Computes the Jaccard similarity between individual rows in two strings columns.

The similarity is calculated between strings in corresponding rows such that output[row] = J(input1[row],input2[row]).

The Jaccard index formula is https://en.wikipedia.org/wiki/Jaccard_index

J = |A ∩ B| / |A ∪ B|
where |A ∩ B| is number of common values between A and B
and |x| is the number of unique values in x.

The computation here compares strings columns by treating each string as text (i.e. sentences, paragraphs, articles) instead of individual words or tokens to be compared directly. The algorithm applies a sliding window (size specified by the width parameter) to each string to form the set of tokens to compare within each row of the two input columns.

These substrings are essentially character ngrams and used as part of the union and intersect calculations for that row. For efficiency, the substrings are hashed using the default MurmurHash32 to identify uniqueness within each row.
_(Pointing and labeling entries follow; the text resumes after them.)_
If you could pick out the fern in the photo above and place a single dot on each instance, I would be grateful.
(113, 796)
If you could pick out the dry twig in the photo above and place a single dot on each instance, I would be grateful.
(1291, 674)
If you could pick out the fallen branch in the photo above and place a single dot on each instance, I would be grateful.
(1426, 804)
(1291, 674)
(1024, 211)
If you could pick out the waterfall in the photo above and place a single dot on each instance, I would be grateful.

Once the union and intersect sizes for the row are resolved, the Jaccard index is computed using the above formula and returned as a float32 value.
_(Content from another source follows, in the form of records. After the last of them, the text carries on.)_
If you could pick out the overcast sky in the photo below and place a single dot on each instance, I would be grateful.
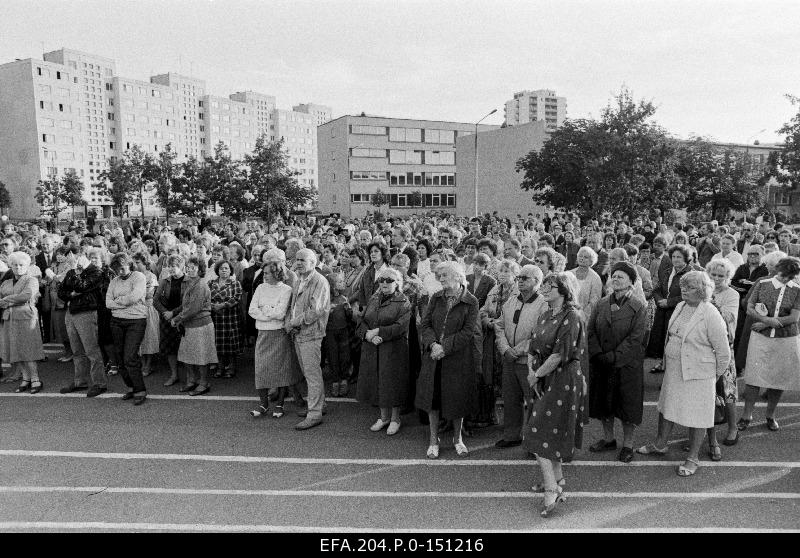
(714, 68)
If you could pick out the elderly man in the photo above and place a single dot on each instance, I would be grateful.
(512, 335)
(306, 323)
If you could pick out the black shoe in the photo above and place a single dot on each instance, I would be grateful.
(502, 444)
(602, 445)
(72, 387)
(94, 391)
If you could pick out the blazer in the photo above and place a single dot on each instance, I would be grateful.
(484, 286)
(705, 351)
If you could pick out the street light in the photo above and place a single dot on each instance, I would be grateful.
(476, 158)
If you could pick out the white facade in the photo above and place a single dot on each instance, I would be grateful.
(535, 106)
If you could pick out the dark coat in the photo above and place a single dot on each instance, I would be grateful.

input1 = ["the fuzzy dog", "little piggy", "funny bunny", "chatty parrot"]
input2 = ["the fuzzy cat", "bitty piggy", "funny bunny", "silent partner"]
r = jaccard_index(input1, input2)
r is now [0.5, 0.15384616, 1.0, 0]

If either input column’s row is null, the output for that row will also be null.

Throws:

std::invalid_argument – if the width < 2 or input1.size() != input2.size()

Parameters:
  • input1 – Strings column to compare with input2

  • input2 – Strings column to compare with input1

  • width – The character width used for apply substrings

  • stream – CUDA stream used for device memory operations and kernel launches

  • mr – Device memory resource used to allocate the returned column’s device memory

Returns:

Index calculation values